As a Nigerian who has not personally experienced the blind racism that many allude to in the west, that one reads about, sees in movies and TV debates, I cannot claim to fully understand what it feels like to be discriminated against because of one’s colour. I know many say tribalism is similar, but I think it is only superficially so as one’s tribe cannot easily be decoded at first glance--one’s race is usually as clear as day.

However, as justified as my anger and that of millions around the world itching for justice is, I also know that getting justice for Trayvon Martin should not be the end of it. It is easy to march on the street and call for the arrest of one man, but forgetting that the arrest and possible imprisonment of one man does not change the situation on the ground that made his alleged crime possible. There is now greater need for people the world over to look at how we relate to ourselves. Should we continue hating because we don’t understand, or seek knowledge to make us better understand?

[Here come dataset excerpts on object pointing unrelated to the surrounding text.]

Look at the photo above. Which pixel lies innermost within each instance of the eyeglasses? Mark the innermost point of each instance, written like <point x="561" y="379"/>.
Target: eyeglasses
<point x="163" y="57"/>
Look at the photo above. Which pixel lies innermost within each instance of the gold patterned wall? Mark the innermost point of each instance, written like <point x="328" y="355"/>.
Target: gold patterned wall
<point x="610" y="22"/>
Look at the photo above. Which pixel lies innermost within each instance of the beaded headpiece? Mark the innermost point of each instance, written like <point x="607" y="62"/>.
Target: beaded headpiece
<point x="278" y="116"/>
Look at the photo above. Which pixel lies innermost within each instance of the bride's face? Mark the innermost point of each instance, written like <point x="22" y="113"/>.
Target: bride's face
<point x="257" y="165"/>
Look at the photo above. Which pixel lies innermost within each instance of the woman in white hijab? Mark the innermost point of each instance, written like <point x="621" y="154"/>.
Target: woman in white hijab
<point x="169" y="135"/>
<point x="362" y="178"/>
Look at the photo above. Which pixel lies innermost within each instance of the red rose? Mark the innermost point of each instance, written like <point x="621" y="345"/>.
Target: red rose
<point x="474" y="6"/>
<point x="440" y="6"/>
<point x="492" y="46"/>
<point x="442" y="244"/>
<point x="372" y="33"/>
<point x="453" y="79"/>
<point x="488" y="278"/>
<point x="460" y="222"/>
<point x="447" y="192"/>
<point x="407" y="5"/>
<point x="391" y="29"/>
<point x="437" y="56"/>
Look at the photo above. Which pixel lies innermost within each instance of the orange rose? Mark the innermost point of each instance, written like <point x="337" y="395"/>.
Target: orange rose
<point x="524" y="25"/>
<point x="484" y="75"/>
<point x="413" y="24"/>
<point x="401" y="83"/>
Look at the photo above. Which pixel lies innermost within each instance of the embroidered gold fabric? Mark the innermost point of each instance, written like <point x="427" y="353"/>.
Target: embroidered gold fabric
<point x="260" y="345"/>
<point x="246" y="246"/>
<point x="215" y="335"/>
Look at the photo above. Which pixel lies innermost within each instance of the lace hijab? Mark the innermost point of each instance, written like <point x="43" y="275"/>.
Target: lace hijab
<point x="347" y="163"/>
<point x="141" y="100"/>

Across the world, people continue to hate more than they love, to kill more than they save and the destroy more than they build. Life, particularly human life is considered most sacred by religions world over. Yet, in this earth, man continues to see killing as a means of settling real and perceived disputes.

Trayvon Martin is just another notch on the pole that marks the billion untimely taken as a result of man’s resolve to take rather than give life to his kind and George Zimmerman, whether he pleads self-defence or not, broke the law of nature, he killed Trayvon Martin.